Reuters Pulitzer Prize for Breaking News Photography
A man sprays paint over the Regional Emblem of Hong Kong after anti-extradition bill protesters stormed the Legislative Council Complex on the 22nd anniversary of the handover from British to Chinese rule, destroying pictures and daubing walls with graffiti in Hong Kong, China July 1, 2019. Reuters

A closely watched trial involving 13 people who stormed Hong Kong's legislature during pro-democracy protests in 2019 began on Monday with seven people pleading guilty to a rioting charge.

On July 1 that year, hundreds of protesters stormed Hong Kong's Legislative Council building after a protest march against a proposed extradition bill that would have allowed authorities to send individuals to mainland China for trial.

The protesters smashed glass and furniture, destroyed pictures and daubed walls with graffiti. While many of the protesters fled the scene without being arrested, local police later identified scores of them, including some of the 13 now on trial.

Rioting is punishable by up to 10 years in jail.

The seven who pleaded guilty included the former president of the University of Hong Kong's student union, Althea Suen, and pro-democracy activist Ventus Lau.

"I have never regretted fighting for freedom, justice, and democracy from the beginning to the end," Suen wrote in a Facebook post before the trial began.

"In 2023, I am in Hong Kong, in prison, but my mind remains free."

Six people pleaded not guilty, including actor Gregory Wong, and two reporters Wong Ka-ho and Ma Kai Chung. These six face additional charges of unlawful entry into the legislature and criminal damage which carries a maximum life sentence.

The trial is expected to last for 44 days.

"There is an end to all good and bad things," Wong told reporters outside the court. "No matter what the outcome, I think it's possible to be brave."

More than 10,200 protesters were arrested in connection to Hong Kong's anti-government, pro-democracy protests in 2019 over the since-withdrawn extradition bill, posing one of the biggest challenges to China's Communist Party leaders since Beijing's Tiananmen Square protests in 1989.

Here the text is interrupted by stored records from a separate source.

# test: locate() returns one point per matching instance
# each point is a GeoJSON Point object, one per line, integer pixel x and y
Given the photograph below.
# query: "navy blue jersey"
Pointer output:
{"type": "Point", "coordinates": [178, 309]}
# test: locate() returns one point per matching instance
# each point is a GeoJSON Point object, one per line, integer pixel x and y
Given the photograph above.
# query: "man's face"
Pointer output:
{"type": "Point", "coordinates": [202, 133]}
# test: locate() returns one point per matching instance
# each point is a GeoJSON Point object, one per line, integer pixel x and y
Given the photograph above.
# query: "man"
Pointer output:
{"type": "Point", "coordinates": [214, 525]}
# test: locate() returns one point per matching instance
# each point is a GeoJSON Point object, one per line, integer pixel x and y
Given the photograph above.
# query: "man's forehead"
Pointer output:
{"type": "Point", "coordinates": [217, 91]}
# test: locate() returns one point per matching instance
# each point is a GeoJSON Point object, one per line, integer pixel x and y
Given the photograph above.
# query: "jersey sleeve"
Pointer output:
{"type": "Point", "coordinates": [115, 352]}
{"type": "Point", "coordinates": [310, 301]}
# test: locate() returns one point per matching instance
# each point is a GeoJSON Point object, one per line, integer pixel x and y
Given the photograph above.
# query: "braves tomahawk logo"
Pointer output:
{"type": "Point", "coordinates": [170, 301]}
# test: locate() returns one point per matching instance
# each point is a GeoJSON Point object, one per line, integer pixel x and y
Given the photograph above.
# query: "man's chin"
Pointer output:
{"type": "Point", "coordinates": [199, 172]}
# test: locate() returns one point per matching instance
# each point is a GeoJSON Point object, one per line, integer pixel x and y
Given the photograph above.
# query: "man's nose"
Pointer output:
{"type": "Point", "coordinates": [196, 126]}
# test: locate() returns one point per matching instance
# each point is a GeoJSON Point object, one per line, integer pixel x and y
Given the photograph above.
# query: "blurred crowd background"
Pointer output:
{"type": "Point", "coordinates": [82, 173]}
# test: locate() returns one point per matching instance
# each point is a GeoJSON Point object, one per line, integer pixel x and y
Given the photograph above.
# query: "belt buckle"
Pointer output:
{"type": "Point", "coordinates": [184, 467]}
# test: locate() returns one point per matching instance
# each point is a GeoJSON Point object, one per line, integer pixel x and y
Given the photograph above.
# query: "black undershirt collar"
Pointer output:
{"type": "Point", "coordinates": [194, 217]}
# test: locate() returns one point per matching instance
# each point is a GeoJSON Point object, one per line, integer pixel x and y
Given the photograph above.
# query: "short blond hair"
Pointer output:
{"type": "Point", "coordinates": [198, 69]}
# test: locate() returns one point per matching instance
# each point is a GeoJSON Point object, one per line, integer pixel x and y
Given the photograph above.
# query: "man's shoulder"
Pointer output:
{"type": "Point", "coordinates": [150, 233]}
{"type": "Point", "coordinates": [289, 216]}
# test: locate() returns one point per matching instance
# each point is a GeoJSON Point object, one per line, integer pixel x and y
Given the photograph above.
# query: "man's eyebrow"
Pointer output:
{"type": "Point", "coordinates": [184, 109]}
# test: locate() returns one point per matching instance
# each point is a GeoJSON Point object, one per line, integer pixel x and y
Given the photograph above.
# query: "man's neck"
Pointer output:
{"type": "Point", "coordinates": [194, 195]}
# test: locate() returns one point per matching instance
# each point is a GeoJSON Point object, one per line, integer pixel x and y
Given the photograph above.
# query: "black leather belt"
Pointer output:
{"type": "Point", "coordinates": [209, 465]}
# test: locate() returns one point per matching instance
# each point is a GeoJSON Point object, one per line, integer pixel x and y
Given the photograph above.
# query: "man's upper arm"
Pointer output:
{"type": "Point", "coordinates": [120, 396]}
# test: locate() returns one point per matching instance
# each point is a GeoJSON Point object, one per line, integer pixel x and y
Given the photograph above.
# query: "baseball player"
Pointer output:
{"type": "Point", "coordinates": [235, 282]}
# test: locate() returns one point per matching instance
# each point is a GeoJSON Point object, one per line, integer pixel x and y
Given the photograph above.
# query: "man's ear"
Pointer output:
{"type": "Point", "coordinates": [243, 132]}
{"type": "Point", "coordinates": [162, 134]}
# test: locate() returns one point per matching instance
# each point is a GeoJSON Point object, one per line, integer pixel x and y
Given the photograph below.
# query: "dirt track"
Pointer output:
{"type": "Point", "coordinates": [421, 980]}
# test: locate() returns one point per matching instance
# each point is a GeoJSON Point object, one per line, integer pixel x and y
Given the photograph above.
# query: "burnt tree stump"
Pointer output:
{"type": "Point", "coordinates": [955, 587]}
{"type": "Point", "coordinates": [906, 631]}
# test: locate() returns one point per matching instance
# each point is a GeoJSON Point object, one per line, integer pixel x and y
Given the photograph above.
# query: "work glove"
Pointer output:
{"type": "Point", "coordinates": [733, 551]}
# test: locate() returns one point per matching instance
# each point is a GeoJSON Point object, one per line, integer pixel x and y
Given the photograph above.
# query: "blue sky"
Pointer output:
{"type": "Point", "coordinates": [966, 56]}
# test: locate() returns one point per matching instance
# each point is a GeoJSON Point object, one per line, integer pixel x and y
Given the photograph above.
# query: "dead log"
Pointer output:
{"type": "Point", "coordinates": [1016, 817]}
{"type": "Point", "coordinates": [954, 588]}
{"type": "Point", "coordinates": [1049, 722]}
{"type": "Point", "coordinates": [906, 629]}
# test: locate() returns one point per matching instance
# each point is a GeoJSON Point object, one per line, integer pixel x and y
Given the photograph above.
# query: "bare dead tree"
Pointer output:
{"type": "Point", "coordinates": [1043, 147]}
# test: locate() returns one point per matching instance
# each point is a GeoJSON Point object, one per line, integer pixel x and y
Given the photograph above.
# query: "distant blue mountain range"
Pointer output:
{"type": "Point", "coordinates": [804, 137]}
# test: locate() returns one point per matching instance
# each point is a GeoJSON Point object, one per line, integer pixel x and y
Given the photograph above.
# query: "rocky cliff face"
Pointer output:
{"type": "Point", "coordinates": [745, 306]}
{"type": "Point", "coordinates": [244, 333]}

Around 2,900 have been prosecuted on charges linked to the protests so far.

Following the protests, China imposed a national security law on Hong Kong that was criticised by some Western governments as a tool of repression with scores of democrats and activists arrested, while major civil society groups and liberal media outlets were shut down.

Hong Kong and Chinese authorities say the security law has brought stability to the global financial hub.